# Dataset Setup Instructions

## Bongard-HOI Dataset
1. First, follow the official instructions to download the Bongard-HOI dataset to any location of your choice: https://github.com/NVlabs/Bongard-HOI. If downloading the images from Zenodo is too slow, try downloading the HAKE images directly.
2. Ensure that you have the following directory structure (you will need to add the `cache/` subdirectory). This directory tree was adapted from the HAKE download instructions.
   ```
   /path/to/hoi/dataset/
    ├── cache
    ├── hake_images_20190730
    │   └── xxx.jpg
    ├── hake_images_20200614
    │   └── xxx.jpg
    ├── hcvrd
    │   └── xxx.jpg
    ├── hico_20160224_det
    │   └── images
    │       ├── test2015
    │       │   └── xxx.jpg
    │       └── train2015
    │           └── xxx.jpg
    ├── openimages
    │   └── xxx.jpg
    ├── pic
    │   └── xxx.jpg
    └── vcoco
        ├── train2014
        |    └── xxx.jpg
        └── val2014
            └── xxx.jpg
   ```
3. As explained in the Bongard-HOI download instructions, download the official Bongard-HOI annotations and extract them into `cache/`.
4. To use our cleaned/balanced Bongard-HOI annotations (see paper for details), copy the `bongard_hoi_clean/` directory to `cache/`. In the code, you can enable use of these cleaned annotations by setting the `--balance_dataset` flag.

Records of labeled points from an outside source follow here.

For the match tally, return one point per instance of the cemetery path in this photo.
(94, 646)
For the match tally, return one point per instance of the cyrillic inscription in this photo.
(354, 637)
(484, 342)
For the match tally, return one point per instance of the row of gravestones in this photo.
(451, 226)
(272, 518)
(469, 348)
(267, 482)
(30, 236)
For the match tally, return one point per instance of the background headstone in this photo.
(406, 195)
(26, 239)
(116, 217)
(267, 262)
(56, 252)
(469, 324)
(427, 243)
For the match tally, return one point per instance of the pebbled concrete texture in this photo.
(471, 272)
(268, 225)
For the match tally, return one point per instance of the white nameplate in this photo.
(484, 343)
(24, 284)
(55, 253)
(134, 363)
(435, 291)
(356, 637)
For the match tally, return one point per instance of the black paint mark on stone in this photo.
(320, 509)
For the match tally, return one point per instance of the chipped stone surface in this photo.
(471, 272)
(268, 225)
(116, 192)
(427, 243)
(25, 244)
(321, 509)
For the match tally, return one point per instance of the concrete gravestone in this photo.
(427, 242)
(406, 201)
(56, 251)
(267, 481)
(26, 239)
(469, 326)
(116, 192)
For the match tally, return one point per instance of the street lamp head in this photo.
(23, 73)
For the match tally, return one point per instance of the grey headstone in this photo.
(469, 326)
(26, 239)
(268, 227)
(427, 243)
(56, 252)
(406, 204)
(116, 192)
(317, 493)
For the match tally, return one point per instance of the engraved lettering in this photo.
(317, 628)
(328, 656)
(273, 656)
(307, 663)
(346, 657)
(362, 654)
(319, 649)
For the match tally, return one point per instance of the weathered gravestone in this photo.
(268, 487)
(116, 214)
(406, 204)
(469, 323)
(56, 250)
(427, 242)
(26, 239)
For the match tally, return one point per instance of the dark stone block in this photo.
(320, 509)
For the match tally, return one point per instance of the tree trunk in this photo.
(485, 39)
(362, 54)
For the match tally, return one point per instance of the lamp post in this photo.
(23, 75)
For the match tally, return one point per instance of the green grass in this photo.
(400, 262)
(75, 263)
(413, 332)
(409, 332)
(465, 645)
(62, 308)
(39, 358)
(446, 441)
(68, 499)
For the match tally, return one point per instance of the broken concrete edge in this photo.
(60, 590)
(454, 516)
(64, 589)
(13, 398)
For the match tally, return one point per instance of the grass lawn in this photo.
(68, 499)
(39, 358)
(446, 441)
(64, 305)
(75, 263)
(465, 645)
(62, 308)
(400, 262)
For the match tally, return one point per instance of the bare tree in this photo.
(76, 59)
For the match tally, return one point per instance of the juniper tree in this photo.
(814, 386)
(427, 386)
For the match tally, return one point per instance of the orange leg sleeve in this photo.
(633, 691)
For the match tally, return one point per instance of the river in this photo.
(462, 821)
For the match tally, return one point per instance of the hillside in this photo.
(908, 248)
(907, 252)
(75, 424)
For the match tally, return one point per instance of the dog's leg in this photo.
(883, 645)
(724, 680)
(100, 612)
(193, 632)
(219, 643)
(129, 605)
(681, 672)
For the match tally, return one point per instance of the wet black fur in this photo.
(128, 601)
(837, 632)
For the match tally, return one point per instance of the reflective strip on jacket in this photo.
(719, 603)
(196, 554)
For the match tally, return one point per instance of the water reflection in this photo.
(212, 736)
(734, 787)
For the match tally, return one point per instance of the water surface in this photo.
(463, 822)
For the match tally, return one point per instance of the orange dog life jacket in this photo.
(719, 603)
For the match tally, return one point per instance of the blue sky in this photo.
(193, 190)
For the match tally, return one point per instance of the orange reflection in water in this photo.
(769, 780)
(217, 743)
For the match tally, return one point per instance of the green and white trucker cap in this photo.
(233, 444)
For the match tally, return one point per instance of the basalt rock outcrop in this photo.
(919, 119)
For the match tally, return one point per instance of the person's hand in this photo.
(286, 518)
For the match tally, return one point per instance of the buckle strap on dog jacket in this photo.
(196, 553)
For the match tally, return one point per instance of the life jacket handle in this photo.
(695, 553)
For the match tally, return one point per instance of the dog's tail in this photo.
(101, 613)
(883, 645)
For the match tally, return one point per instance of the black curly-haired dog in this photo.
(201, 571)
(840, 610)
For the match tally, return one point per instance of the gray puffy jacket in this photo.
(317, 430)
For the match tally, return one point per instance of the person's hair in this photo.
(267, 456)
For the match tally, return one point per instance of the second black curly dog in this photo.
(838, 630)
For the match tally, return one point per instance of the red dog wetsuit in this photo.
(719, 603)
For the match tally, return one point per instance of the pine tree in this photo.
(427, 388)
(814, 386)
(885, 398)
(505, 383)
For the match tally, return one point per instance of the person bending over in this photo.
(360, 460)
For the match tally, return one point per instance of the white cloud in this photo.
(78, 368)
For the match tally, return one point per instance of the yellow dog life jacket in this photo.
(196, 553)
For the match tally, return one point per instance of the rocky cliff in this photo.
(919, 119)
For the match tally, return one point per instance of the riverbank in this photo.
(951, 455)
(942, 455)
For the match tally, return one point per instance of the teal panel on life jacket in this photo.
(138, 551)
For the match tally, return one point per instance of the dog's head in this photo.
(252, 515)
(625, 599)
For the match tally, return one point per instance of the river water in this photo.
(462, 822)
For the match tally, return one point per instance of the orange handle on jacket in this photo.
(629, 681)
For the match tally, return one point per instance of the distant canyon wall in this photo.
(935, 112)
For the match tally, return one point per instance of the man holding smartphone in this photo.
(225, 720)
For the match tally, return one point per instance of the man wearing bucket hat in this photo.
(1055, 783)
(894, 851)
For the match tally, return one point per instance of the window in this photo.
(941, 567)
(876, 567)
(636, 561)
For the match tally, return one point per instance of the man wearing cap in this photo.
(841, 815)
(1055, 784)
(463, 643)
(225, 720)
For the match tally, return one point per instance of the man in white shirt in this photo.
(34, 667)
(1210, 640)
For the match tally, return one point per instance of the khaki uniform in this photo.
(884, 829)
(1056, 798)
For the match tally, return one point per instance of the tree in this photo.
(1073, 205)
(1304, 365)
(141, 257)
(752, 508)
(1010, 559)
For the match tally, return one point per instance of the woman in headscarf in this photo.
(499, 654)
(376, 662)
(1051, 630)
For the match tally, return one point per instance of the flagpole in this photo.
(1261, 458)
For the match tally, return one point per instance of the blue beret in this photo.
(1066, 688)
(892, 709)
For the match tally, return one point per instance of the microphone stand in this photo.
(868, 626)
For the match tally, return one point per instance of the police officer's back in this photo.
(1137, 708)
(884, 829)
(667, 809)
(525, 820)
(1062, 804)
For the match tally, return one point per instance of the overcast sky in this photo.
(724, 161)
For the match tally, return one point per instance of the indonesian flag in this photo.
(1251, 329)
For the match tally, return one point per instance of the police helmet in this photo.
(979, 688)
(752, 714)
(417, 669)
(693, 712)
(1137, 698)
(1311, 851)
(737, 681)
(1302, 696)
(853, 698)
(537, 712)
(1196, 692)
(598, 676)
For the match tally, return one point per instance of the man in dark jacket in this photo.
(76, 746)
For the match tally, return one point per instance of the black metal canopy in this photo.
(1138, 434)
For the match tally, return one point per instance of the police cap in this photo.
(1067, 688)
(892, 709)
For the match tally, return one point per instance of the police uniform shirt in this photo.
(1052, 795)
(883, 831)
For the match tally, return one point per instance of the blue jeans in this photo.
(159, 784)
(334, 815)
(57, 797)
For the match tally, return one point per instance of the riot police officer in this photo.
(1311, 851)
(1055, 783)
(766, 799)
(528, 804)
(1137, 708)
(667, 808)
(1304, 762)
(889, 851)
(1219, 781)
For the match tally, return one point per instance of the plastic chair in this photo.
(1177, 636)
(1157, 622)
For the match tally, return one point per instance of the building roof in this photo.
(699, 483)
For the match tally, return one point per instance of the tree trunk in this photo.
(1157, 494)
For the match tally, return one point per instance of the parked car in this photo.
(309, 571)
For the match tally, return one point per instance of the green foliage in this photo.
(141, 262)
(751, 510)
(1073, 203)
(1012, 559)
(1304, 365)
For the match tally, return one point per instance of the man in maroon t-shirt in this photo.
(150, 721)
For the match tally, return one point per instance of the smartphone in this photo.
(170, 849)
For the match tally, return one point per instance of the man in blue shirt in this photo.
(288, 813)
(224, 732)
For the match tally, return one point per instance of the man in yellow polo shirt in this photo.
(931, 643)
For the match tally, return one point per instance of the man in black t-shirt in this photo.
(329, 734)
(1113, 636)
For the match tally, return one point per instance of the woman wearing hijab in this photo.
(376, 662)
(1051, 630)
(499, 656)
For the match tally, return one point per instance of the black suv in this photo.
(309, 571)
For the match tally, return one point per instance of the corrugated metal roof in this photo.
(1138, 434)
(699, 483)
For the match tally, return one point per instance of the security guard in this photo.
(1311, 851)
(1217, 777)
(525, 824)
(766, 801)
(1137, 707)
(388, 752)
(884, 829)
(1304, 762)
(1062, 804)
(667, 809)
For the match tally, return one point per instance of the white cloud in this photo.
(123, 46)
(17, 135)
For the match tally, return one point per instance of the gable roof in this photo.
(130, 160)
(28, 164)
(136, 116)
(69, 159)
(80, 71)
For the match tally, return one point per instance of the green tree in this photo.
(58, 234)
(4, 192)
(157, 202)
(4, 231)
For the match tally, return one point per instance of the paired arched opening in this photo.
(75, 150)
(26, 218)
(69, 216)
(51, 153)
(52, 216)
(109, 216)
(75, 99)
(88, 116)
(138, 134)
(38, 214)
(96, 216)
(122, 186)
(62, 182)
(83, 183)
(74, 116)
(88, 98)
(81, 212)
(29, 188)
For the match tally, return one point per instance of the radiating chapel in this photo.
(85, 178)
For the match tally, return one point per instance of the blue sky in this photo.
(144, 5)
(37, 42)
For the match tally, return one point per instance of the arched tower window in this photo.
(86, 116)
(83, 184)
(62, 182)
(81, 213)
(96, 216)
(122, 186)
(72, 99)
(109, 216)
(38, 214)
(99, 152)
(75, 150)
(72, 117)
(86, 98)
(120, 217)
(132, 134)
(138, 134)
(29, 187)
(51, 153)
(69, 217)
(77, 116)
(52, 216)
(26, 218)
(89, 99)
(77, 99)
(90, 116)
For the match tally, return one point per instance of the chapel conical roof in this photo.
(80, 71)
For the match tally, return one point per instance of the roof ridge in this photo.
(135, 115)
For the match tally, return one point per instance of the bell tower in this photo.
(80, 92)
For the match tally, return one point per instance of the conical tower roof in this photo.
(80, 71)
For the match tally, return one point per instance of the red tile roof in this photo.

Note that we only have cleaned annotations for the train and validation sets, not the test set.
5. Verify that your `cache/` directory has the following structure:
   ```
   cache/
   ├── bongard_hoi_clean
   |   └── bongard_hoi_train.json
   |   └── ...
   ├── bongard_hoi_release
   |   └── bongard_hoi_train.json
   |   └── ...
   ```

## Bongard-LOGO Dataset
Follow the official instructions to download Bongard-LOGO to any location of your choosing: https://github.com/NVlabs/Bongard-LOGO

## Bongard-Classic Dataset
Clone this repository to any location of your choosing to download Bongard-Classic: https://github.com/XinyuYun/bongard-problems

## Adding Your Own Datasets
The main entry point to the datasets in the code is the `get_loaders()` function in `__init__.py`. You can add a custom dataset by creating a new `torch.util.data.Dataset` in this directory and adding logic for the loader in `get_loaders()`. Then, this new dataset can be easily specified on the command line with `--dataset NAME_OF_DATASET`.